Turning a static data source—YouTube’s REST API—into a reactive system that:
- Uses Python to fetch and process data from a static web API
- Streams that data live, from Python into a Kafka topic
- Processes the incoming source data with ksqlDB, watching for important changes
- Then streams out live, custom notifications via Telegram
A data processing pipeline project whereby we have a python script searching the web for information, in our case we're interested in the YouTube API. Once its got the snapshot of this data, it fixes it into a Kafka stream. In which we're using Stream processing to look for changes and when the changes are interesting enough, we ship it via a Kafka connector to Telegram.
Clone or download the project, then get API keys from Kafka Confluent
- Ensure you add the right API keys, urls, usernames and passwords to your config.py file before running.
- For this project, you'll need a YouTube playlist ID of your own choice, and a google API key.
- Find the ksql_db queries you'll use for this pipeline inside the ksql_db.sql file.
- Go to your target YouTube playlist on the browser.
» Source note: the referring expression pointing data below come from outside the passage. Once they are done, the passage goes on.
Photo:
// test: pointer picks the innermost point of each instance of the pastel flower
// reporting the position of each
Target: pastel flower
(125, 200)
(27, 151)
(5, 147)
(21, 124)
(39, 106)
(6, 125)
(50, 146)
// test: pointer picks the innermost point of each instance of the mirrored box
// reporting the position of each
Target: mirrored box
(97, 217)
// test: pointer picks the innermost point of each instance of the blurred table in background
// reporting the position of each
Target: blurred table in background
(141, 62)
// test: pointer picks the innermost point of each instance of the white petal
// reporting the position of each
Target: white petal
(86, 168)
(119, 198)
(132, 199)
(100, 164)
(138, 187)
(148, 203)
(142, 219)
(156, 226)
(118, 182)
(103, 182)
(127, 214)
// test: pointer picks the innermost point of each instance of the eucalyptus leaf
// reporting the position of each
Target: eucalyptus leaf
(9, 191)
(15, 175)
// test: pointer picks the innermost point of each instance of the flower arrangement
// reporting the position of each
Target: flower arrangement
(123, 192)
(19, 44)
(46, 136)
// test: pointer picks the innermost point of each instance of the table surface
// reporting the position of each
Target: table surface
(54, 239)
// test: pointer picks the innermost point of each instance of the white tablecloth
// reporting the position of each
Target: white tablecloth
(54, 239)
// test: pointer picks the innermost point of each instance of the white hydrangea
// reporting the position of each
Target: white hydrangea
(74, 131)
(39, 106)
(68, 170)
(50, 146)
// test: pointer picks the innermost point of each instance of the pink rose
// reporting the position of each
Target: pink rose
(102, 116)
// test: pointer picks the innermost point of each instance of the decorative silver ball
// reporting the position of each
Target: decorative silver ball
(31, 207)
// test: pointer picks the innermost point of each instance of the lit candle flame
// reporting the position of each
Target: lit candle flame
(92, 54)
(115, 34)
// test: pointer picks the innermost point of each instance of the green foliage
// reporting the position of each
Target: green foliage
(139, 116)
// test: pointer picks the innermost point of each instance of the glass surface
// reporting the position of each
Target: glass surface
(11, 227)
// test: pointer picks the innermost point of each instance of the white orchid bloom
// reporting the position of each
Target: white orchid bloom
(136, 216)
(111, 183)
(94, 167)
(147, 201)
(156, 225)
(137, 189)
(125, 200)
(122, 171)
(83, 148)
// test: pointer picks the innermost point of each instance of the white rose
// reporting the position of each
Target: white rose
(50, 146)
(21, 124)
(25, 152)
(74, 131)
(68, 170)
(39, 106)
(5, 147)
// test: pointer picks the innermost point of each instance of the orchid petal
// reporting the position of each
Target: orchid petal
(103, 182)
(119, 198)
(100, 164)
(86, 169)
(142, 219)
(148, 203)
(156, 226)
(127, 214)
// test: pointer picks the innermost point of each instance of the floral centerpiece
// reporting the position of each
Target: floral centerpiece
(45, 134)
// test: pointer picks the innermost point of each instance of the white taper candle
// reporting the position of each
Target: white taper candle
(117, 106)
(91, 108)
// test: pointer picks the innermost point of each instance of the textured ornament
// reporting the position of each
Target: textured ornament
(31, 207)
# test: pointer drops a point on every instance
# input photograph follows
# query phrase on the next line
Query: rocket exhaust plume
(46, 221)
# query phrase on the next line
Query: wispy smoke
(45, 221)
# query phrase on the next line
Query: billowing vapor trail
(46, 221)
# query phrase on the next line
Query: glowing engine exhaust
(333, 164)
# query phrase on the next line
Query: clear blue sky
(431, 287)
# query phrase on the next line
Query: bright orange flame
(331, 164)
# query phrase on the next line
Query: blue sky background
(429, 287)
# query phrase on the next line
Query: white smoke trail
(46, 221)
- On the address bar, you will see something like this: https://www.youtube.com/watch?v=RLykC1VN7NY&list=PLFs4vir_WsTwEd-nJgVJCZPNL3HALHHpF
- The playlist ID is the characters after “list=” so in the URL above, our playlist ID is PLFs4vir_WsTwEd-nJgVJCZPNL3HALHHpF
- Copy the playlist ID, and paste it in the
youtube_playlist_id
field in your config.py file.
virtualenv venv
In your command prompt:-
- source venv/bin/activate - Linux
- venv/Scripts/activate - Windows
pip install -r requirements.txt
python app.py
deactivate
NOTE:
- Ensure you don't leak your API keys, urls and passwords to the web.